Congratulations. You’ve landed the big job. You got the education, built the experience, and used the coaching help to put yourself in the driver’s seat. And you got the job.
And speaking of the driver’s seat, the new gig is well beyond the reaches of a realistic commute, so now you’re moving too. New job, new city, moving all your stuff…sounds expensive. People in your shoes typically feel the need to do as much as they can for themselves and save money for setting up housekeeping in the new city. But there is a big difference in what you spend by hiring a mover as opposed to calling in favors and using a fleet of friends in pickups.
The main difference to note is cash costs versus hidden costs.
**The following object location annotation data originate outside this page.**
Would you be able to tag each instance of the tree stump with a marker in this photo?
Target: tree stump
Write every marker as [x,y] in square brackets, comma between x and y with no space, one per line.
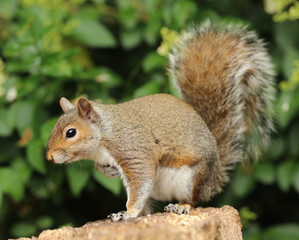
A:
[202,224]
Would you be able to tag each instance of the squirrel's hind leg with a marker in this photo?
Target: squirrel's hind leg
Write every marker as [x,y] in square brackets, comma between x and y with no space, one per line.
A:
[179,208]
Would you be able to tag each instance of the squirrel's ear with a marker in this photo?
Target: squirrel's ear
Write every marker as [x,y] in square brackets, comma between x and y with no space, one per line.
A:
[86,111]
[66,105]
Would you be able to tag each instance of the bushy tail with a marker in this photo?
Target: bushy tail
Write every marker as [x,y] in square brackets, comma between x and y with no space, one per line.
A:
[225,73]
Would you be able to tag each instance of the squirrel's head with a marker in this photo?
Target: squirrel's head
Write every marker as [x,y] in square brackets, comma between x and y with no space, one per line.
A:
[74,136]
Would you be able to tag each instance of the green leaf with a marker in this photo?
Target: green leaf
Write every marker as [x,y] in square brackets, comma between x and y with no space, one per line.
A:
[296,178]
[265,172]
[1,196]
[23,229]
[293,141]
[112,184]
[7,8]
[279,232]
[130,38]
[242,185]
[35,156]
[104,76]
[93,34]
[5,128]
[287,107]
[25,115]
[149,88]
[129,17]
[11,184]
[277,148]
[77,179]
[285,174]
[153,61]
[45,222]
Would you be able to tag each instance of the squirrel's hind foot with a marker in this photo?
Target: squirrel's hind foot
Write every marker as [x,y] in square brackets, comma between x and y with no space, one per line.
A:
[179,208]
[123,215]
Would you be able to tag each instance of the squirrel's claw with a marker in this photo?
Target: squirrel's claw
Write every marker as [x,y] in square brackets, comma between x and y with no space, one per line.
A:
[178,208]
[119,216]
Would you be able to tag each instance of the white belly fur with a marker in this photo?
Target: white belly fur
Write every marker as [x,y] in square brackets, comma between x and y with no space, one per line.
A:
[173,183]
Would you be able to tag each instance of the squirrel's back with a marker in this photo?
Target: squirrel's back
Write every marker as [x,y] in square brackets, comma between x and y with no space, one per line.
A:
[225,73]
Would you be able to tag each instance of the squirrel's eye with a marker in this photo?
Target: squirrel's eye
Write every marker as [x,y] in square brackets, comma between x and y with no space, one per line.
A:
[71,133]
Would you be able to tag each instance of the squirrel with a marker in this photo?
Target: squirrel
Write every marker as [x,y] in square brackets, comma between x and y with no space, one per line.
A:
[166,148]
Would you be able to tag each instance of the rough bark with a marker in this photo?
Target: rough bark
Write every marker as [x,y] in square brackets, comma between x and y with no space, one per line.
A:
[202,224]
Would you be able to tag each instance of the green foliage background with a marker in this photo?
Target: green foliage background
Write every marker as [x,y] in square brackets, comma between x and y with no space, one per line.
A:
[106,50]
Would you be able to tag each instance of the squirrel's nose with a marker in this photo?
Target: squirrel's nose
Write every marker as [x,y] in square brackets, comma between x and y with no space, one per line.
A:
[49,156]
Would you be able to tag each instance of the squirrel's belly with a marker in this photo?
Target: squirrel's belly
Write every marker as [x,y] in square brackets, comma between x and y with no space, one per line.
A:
[173,183]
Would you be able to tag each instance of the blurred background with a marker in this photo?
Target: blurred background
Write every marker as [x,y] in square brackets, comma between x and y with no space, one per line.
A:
[106,50]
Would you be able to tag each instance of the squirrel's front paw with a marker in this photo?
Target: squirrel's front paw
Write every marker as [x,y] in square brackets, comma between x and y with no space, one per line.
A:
[182,208]
[119,216]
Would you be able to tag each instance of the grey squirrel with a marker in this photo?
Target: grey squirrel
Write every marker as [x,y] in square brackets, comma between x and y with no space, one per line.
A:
[165,148]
It does you no good to save money up front if you end up having to spend it later. And moving–especially over a long distance–can create all kinds of unexpected expenses. Here are some of the most likely leaks in the little bucket of money you’re trying to save.
It may not seem complicated to pick up a bunch of boxes and stack them in a truck, then reverse the process 200 miles down the road. But packing, loading, transporting, unloading, and unpacking are all skilled tasks. Furniture is heavy and difficult to maneuver for rookie loaders, and you may damage walls, floors, or doors in either home, costing you in repairs or lost damage deposits. You may also see your property damaged by rain or sun if you transport in open trucks.
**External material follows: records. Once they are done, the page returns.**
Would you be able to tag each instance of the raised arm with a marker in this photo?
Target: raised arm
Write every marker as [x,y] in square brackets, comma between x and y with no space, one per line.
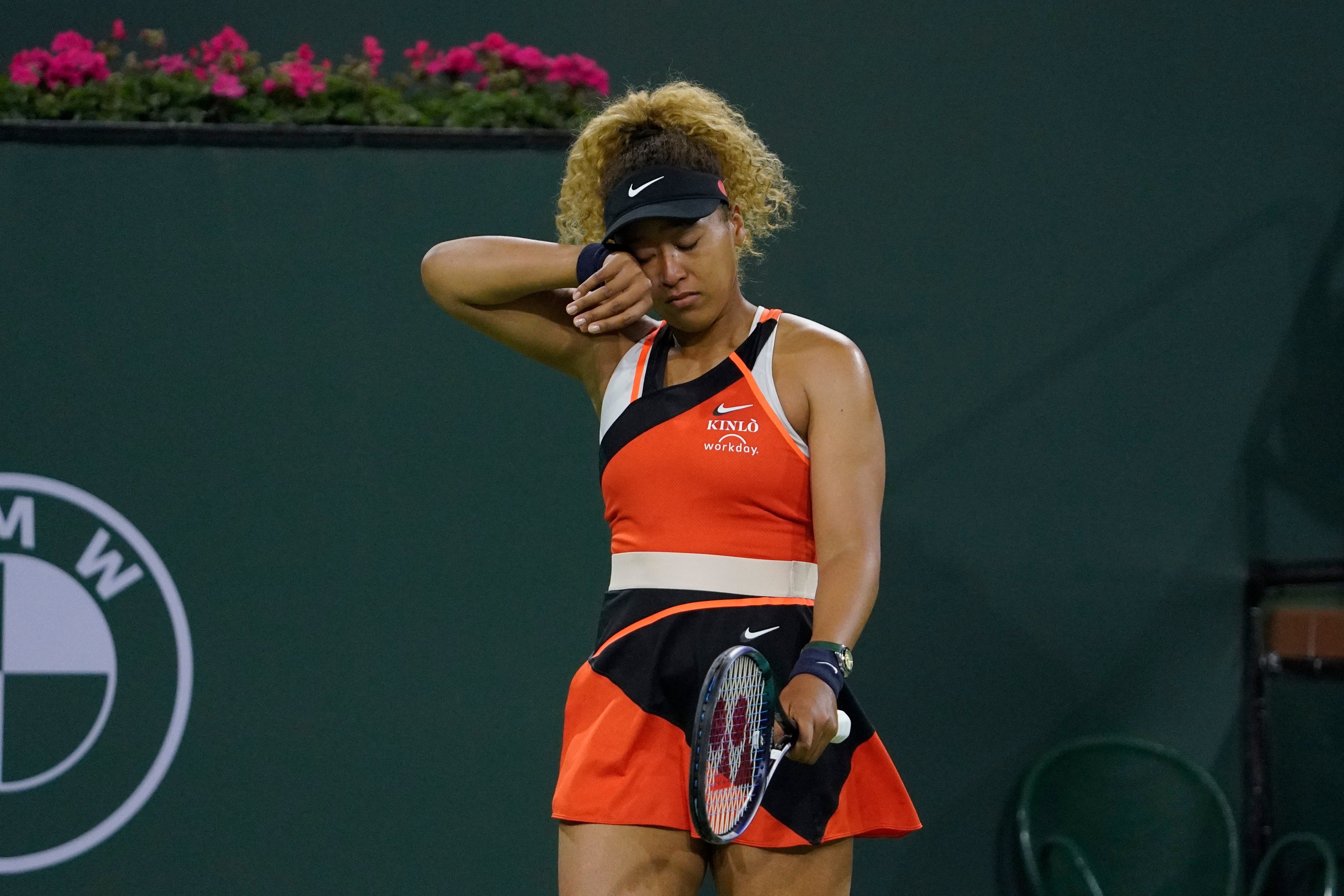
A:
[521,292]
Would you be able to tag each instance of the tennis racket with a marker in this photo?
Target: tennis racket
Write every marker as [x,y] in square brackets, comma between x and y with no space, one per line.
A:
[733,749]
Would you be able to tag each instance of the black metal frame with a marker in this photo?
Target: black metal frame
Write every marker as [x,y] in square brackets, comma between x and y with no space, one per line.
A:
[158,133]
[1259,823]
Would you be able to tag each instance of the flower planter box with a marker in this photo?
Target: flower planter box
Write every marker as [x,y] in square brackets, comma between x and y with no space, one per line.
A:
[152,133]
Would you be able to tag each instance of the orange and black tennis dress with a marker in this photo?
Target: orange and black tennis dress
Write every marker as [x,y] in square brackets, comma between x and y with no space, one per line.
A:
[709,498]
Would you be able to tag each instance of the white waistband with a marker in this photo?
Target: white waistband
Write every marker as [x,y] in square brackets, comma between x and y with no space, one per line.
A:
[714,573]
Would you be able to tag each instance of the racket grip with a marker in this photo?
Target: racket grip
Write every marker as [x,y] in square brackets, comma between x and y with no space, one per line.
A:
[843,730]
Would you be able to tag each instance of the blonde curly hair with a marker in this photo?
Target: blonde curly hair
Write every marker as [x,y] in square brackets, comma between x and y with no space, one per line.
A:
[679,124]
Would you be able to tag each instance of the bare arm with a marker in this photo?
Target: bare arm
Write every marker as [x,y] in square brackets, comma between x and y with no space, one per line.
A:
[519,292]
[848,475]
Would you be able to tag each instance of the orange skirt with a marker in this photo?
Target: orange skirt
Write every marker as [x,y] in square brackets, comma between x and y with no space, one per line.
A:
[625,755]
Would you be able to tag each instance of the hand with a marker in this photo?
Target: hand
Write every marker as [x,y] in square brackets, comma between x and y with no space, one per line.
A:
[624,297]
[811,704]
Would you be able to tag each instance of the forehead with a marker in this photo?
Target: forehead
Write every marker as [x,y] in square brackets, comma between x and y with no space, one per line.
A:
[651,232]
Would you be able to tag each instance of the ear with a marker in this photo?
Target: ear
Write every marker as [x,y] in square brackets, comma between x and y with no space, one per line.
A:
[737,225]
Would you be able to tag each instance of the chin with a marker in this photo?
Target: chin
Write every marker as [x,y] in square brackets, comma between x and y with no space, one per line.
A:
[693,319]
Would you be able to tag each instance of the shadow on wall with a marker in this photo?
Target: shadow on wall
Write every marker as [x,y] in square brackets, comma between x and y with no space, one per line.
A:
[1296,441]
[1291,215]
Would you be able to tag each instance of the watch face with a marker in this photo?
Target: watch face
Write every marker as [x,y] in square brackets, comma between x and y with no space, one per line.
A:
[846,661]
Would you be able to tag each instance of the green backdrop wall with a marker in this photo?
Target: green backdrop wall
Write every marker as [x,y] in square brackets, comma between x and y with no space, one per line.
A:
[1073,245]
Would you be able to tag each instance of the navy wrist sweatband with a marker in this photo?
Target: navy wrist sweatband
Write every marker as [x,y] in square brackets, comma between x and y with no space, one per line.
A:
[590,261]
[820,663]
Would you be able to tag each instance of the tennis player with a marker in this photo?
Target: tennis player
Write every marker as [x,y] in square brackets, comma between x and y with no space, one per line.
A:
[741,463]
In short, you’ll end up with a long list of small expenses that will equal or exceed the cost of hiring a professional mover. When companies like Allied Moving take on a moving job, the client quickly sees that they are equipped and trained for properly packing and transporting items to their destination.
Of course you may be almost finished with your current employer by moving day, but if you are transferring within your firm and remain on the job for most of the move, you could encounter very real expenses by wasting a lot of time with a self-made move instead of hiring professionals.
Taking a few days off to work can backfire in a number of ways. First of all, if you’re staying with the same employer, there will be a deadline by which you must be behind the desk in the new job. But there could also be sales (and commissions) that are lost or important transitional considerations that you miss. Your reluctance to spend what it takes to do the job right could also leave a bad impression with your boss.
Nobody can complete a move without help. It may be relatives, friends, or co-workers, but whoever you round up is not going to be as adept at moving as trained professionals. You may reach a point where you have to pay acquaintances to join in. You’ll at least have to cover their food and fuel, and what happens if you scratch someone’s prize pickup truck or cause him to have a wreck?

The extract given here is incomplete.